De tous les hommes préhistoriques qui administrent nos belles communes de France au gourdin, Jean-Pierre Duvergne, maire socialiste de Chinon en Indre et Loire, mérite le pompon. Le reportage suivant en apporte la preuve, et si vous trouvez plus con que lui près de chez vous, n’hésitez pas à nous le faire savoir…

En 2006, des écolos du coin, lassés des fins de non-recevoir, déposent trois vieux ordinateurs (3) devant le siège du syndicat intercommunal en charge du ramassage, du tri et du recyclage des déchets, pour dénoncer l’absence de toute filière de récupération du matériel informatique. Faut dire, et c’était déjà de notoriété publique en 2006, que concasser des ordis pour les enterrer avec le tout venant des ordures ménagères non recyclables dans des décharges à ciel ouvert, c’est malsain. Ça nuit plus que gravement à la santé. On peut dire ce qu’on veut des écolos, mais cette action là était foutrement légitime et d’intérêt public.

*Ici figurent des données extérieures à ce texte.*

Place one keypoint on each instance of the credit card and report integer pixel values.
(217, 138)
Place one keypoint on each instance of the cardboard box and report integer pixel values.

Mais le Maire Duvergne ne l’entend pas de cette oreille (ni de l’autre non plus) et, réfusant toute concertation, il porte plainte contre les écolos pour abandon de déchets en un lieu non-autorisé, ce qu’on appelle une “décharge sauvage”. Leur porte-parole, Philippe Simond, un mec épatant d’ailleurs, écope d’une amende de 200 euros. Il conteste, c’est la moindre des choses, et il se retrouve assigné devant le Tribunal de Police de Chinon. L’affaire est passée en audience le lundi 4 février 2008. J’y étais.
Depuis 2006, il s’en est passé des choses : le Grenelle de l’environnement notamment, et la prise de conscience mondiale du triste état des lieux de la planète. Le recyclage est devenu à la mode, et d’ailleurs, le père Duvergne a fini par mettre en place une filière de récupération du matériel électronique usagé. On aurait pu penser qu’il avait retiré sa plainte et qu’il avait remercié les écolos d’avoir attiré son attention sur une carence malencontreuse des services communaux. Mais pas du tout, il s’est entêté, parce que la loi est la loi et que quand on est con, on est con.

Le Tribunal de Police aurait pu passer l’éponge, d’autant plus qu’une floppée de témoins à décharge (c’est le cas de le dire) sont venus dire à la barre des vérités qui leur vaudront un jour ou l’autre le Prix Nobel de la Légion d’Honneur ou quelque chose dans le genre, au train où vont les choses. Mais la Police, en escouade tout comme en Tribunal, se contrefout du sens de l’Histoire. La condamnation a donc été confirmée, et Philippe Simond devra payé les 200 euros d’amende, et qu’on ne le reprenne pas à vouloir sauver le monde, toute récidive lui sera fatale.

Consolation : le père Maire Duvergne est la risée des médias locaux, et cette affaire (plus d’autres du même tonneau, cet abruti communal a de la ressource) pourrait bien lui coûter sa ré-élection aux prochaines municipales. Bien fait pour sa gueule.